JUDGEMENT
S. S. BYAS, J. -
(1.) IN this petition under Article 226 of the Constitution, the petitioner assails order Ex. 10 dated October JO, 1981 by which the respondent No 2 viz. The Child Development Project Officer, Wair terminated his services.
(2.) MATERIAL facts may be noticed in brief. The petitioner was appointed as a Chowkidar vide order Ex 1 dated 26. 8. 1986 by respondent No. 2 viz. the Child Development Project Officer, Women Child and Nutrition Department on daily wages for a period of three months. He joined the duty on that very day, and continued to work.
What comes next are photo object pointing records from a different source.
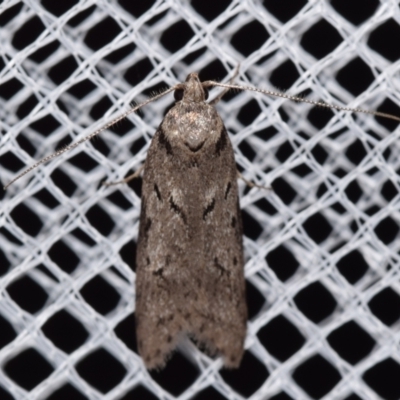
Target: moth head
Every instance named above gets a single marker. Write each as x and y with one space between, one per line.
192 90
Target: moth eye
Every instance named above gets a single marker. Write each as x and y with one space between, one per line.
178 94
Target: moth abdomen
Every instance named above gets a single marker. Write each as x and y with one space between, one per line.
189 257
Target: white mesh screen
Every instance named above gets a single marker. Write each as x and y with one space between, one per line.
322 248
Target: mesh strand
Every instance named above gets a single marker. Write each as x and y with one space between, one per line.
328 233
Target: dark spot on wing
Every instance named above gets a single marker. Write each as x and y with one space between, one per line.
177 209
147 226
163 141
208 209
158 194
219 266
227 190
222 142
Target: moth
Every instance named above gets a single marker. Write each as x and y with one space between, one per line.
189 264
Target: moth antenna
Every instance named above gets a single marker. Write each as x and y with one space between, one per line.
303 100
90 136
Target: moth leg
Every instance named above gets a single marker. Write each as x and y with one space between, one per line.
223 93
127 179
252 184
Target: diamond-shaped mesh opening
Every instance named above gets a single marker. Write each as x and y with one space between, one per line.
321 245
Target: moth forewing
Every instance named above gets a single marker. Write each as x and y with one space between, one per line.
190 278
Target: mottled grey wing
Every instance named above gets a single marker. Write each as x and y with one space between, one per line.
189 257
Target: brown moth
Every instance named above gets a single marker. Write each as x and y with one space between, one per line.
189 264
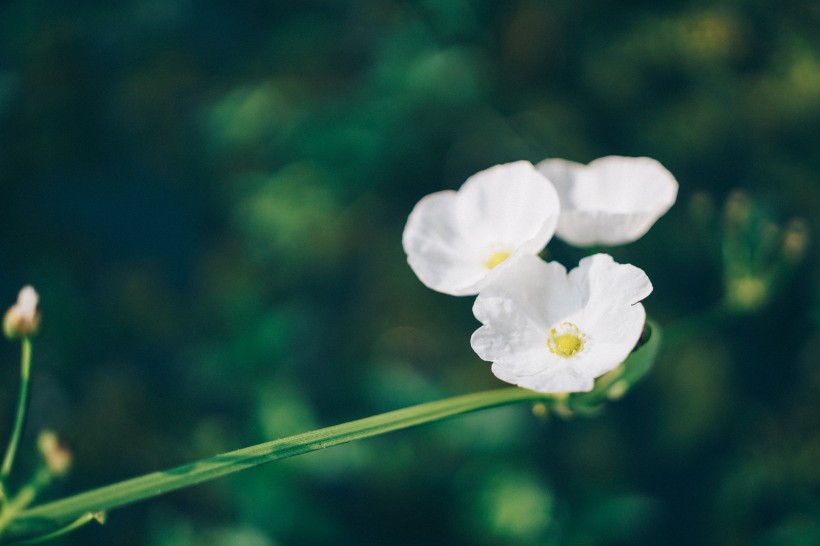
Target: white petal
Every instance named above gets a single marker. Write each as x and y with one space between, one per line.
449 235
436 251
605 284
557 382
512 204
532 288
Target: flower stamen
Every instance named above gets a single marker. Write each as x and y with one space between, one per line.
497 258
566 340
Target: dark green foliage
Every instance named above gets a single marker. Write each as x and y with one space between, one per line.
209 197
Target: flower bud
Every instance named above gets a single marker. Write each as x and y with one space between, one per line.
23 318
56 455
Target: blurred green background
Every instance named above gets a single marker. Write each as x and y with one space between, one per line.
210 195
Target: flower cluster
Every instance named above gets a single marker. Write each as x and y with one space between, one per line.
543 328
The term of his service was extended from time to time by-orders' Ex. 2 to Ex. 9. He continued to work under these orders. His services were terminated by the impugned order Ex. 10 dated 10-10-1988 w. e. f. 12. 10. 1988. The petitioner challenges the termination of his service on the grounds that the Department of Women Child and Nutrition, is an industry and he was a workman therein. The termination of his service amounts to retrenchment as defined in the Industrial Disputes Act, 1947 (for short 'the Act' ). The retrenchment was made without following the mandates of S. 25-F of the Act. No notice of requisite period was given to him nor wages in lieu of the period of notice nor compensation were paid or offered or tendered to him. The retrenchment is thus bad and illegal It is prayed that the petitioner should be forthwith reinstated with back wages,
The petition, was opposed by the respondents. In the return filed by them, it was admitted that the petitioner worked as Chowkidar from 26. 8. 1986 to 11. 10. 1988 and thus worked for more than 240 days. It was also admitted that the provisions of S. 25-F of the Act were not complied with. The defence in that the Women Child and Nutrition Department is not an industry. Even if it is taken to be an industry, - the petitioner is governed by the Rajasthan service Rules (R. S. R. ). As such he cannot taken to be a workman as defined is the Act. The provisions of the Act were therefore, not attracted and hence should not be applied.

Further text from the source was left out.